On 03/12/2020 12:47, Andrea Corallo via Gcc-help wrote:
> Hi all,
>
> I've a piece of code that reduced looks like this:
>
> #+begin_src C
> typedef struct {
> void (*fun_ptr)(void);
> } x_t;
>
> x_t *x;
>
> void
> f (void)
> {
> const x_t const *y = x;
> for (int i = 0; i < 1000; ++i)
> y->fun_ptr ();
> }
> #+end_src
>
> What is the correct way (if any) to express to the compiler that the
> value of y->fun_ptr does not get clobbered by the function call itself
> so the corresponding load to obtain its value can be moved out of the
> loop?
>
> My understanding is that the const qualifier is more for diagnostic
> reasons and is not sufficient for GCC to make this assumption.
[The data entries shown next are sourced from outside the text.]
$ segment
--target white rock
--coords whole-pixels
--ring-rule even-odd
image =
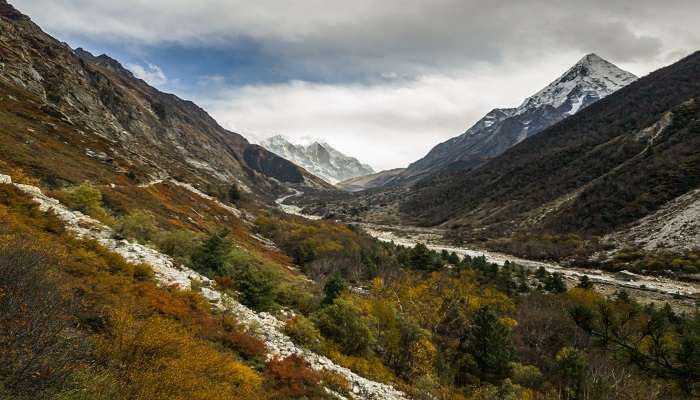
[[[7,175],[0,175],[0,180],[3,176]],[[37,187],[21,184],[15,184],[15,186],[32,196],[34,201],[39,203],[41,210],[54,212],[64,221],[66,228],[78,237],[98,240],[100,244],[118,253],[130,263],[150,265],[156,280],[161,285],[177,285],[182,289],[190,289],[192,281],[198,281],[201,284],[202,295],[212,303],[214,308],[231,312],[241,323],[248,327],[255,327],[254,333],[265,342],[269,358],[284,358],[296,354],[302,357],[312,369],[335,372],[350,383],[355,399],[403,400],[408,398],[392,386],[366,379],[345,367],[336,365],[326,357],[297,346],[282,333],[284,322],[269,313],[257,313],[227,294],[212,289],[214,285],[211,279],[189,268],[176,267],[169,256],[139,243],[114,239],[109,227],[78,211],[69,210],[58,200],[44,195]]]

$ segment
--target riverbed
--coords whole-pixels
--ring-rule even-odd
[[[292,194],[279,198],[276,203],[282,211],[289,214],[313,220],[320,219],[321,217],[319,216],[303,214],[301,207],[284,204],[286,200],[302,194],[301,191],[294,189]],[[444,243],[438,230],[431,228],[384,226],[367,223],[357,223],[355,225],[377,240],[393,242],[397,245],[413,247],[418,243],[422,243],[431,250],[455,252],[462,257],[483,256],[486,261],[499,265],[509,261],[529,269],[542,267],[550,273],[557,272],[562,274],[569,286],[575,285],[582,276],[587,275],[596,286],[596,289],[605,294],[610,294],[618,289],[625,289],[632,292],[637,298],[655,303],[673,300],[674,303],[682,305],[684,309],[695,308],[697,306],[696,301],[700,299],[700,285],[698,284],[663,277],[638,275],[630,272],[611,273],[599,269],[564,267],[556,263],[527,260],[485,249],[452,246]]]

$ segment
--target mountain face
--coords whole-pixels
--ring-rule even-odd
[[[328,143],[314,142],[308,146],[301,146],[277,135],[266,139],[260,145],[332,184],[374,173],[369,165],[346,156]]]
[[[418,223],[497,235],[606,234],[667,204],[679,221],[697,225],[698,218],[686,218],[696,211],[678,207],[697,207],[681,196],[700,187],[698,76],[700,52],[631,83],[472,171],[419,182],[401,210]],[[544,93],[549,97],[551,92]],[[675,206],[669,203],[673,200]]]
[[[202,185],[237,182],[260,193],[276,184],[269,178],[328,186],[222,128],[196,104],[135,78],[107,55],[74,51],[4,0],[0,28],[0,94],[17,110],[5,109],[4,151],[13,148],[7,159],[26,152],[22,167],[45,181],[85,179],[91,171],[76,168],[69,174],[67,168],[87,157],[141,181],[169,176]],[[47,116],[52,121],[37,123]],[[19,135],[18,126],[32,124]],[[35,156],[39,149],[21,148],[25,142],[48,146],[48,141],[54,153],[71,156],[42,159]]]
[[[441,170],[474,168],[635,79],[589,54],[519,107],[494,109],[462,135],[435,146],[398,179],[416,181]]]
[[[357,176],[339,182],[335,186],[348,192],[359,192],[362,190],[379,188],[386,185],[403,171],[405,171],[404,168],[395,168],[376,172],[374,174]]]

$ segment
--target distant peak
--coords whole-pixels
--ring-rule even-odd
[[[327,147],[330,147],[330,146],[328,146],[328,144],[326,144],[326,143],[324,143],[324,142],[314,141],[314,142],[312,142],[308,147],[309,147],[309,148],[314,148],[314,147],[323,147],[323,148],[327,148]]]
[[[270,136],[269,138],[265,139],[262,141],[263,143],[270,143],[270,144],[292,144],[292,142],[287,139],[286,136],[284,135],[274,135]]]
[[[581,58],[576,64],[574,64],[573,67],[571,67],[570,70],[576,70],[580,66],[585,66],[589,67],[592,69],[595,68],[614,68],[614,69],[620,69],[618,66],[615,64],[611,63],[610,61],[604,59],[603,57],[597,55],[596,53],[588,53],[583,58]]]
[[[0,1],[2,1],[2,0],[0,0]],[[124,66],[119,61],[108,56],[107,54],[101,54],[99,56],[95,56],[94,54],[85,50],[82,47],[78,47],[77,49],[73,50],[73,54],[78,56],[78,58],[83,60],[83,62],[86,64],[101,65],[103,67],[107,67],[107,68],[111,69],[112,71],[126,75],[129,78],[134,77],[134,74],[131,73],[131,71],[124,68]]]

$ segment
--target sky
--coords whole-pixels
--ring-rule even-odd
[[[10,0],[253,142],[404,167],[594,52],[638,76],[700,49],[697,0]]]

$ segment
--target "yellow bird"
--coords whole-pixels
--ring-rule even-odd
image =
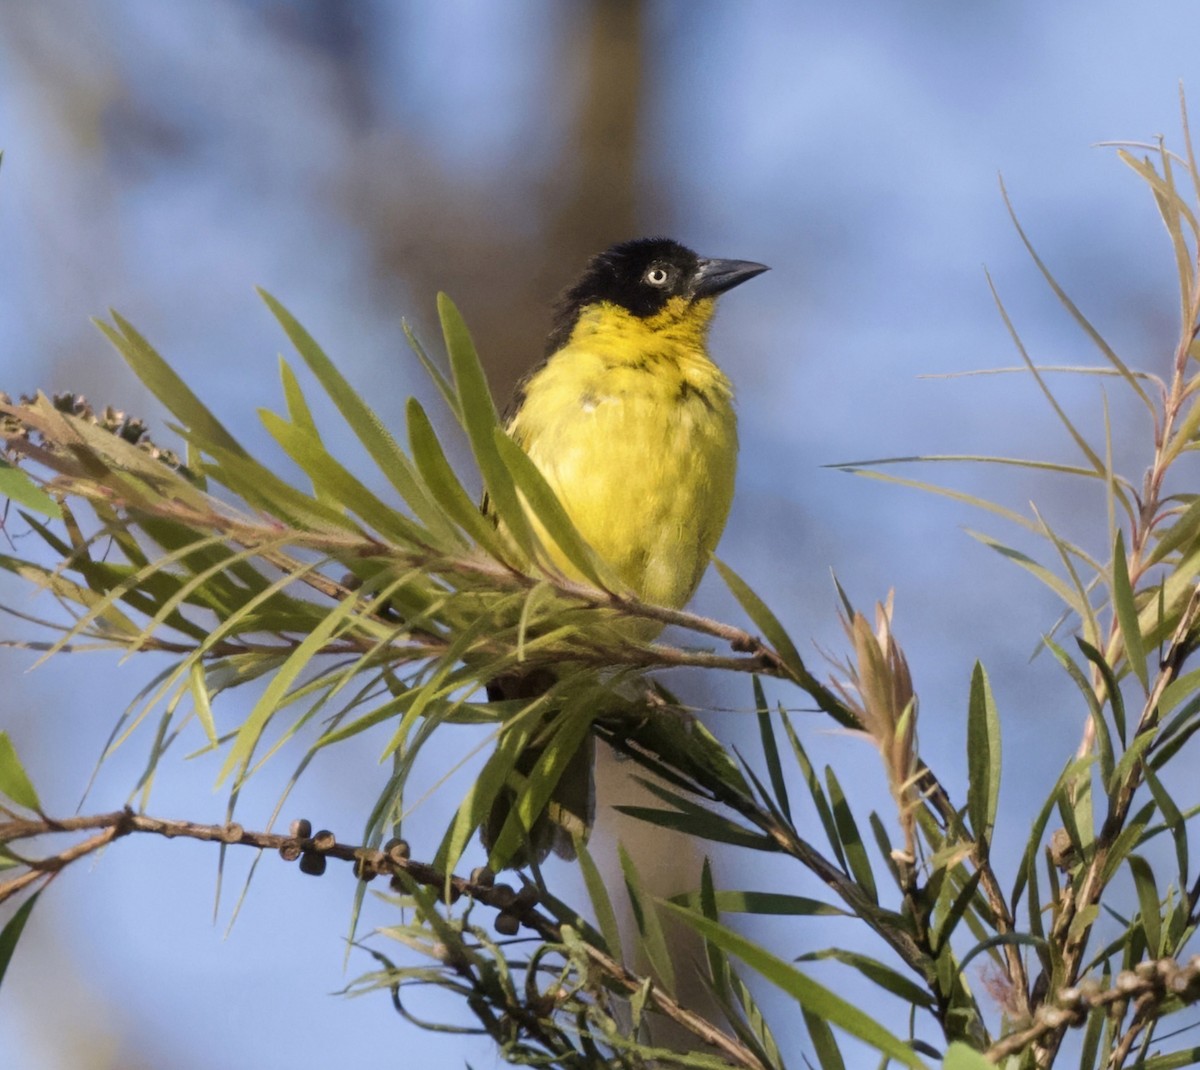
[[[708,328],[717,297],[766,270],[705,259],[666,238],[614,245],[563,295],[546,358],[508,409],[508,433],[580,534],[648,602],[682,607],[725,527],[737,420],[733,388],[708,355]],[[533,698],[552,679],[506,677],[488,693]],[[589,737],[509,866],[540,862],[552,848],[573,857],[572,833],[586,834],[594,811],[592,752]],[[538,754],[521,756],[519,776]],[[484,824],[489,851],[514,800],[502,792]]]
OTOH I
> cannot give 'fun_ptr' the attribute pure as it's not.
>
Imagine you also had :
x_t foox;
void foo1(void);
void foo2(void);
void foo1(void) {
printf("foo1\n");
foox.fun_ptr = foo2;
}
void foo2(void) {
printf("foo2\n");
foox.fun_ptr = foo1;
}
void test(void) {
x = &foox;
f();
}
As "f()" runs, the value of "y->fun_ptr" changes with each step as you
get alternating "foo1", "foo2" outputs. Thus it is clear (I hope) that
the compiler cannot assume that "y->fun_ptr" is not clobbered by the
function call.
To get the effect you want, you'll have to change the code. The easiest
way is (as has been suggested) to capture "y->fun_ptr" in a local
variable. Alternatively you could capture "x" to a local variable, or
make it static, and ensure that its address doesn't escape - then the
compiler can tell that the fun_ptr() call can't change it.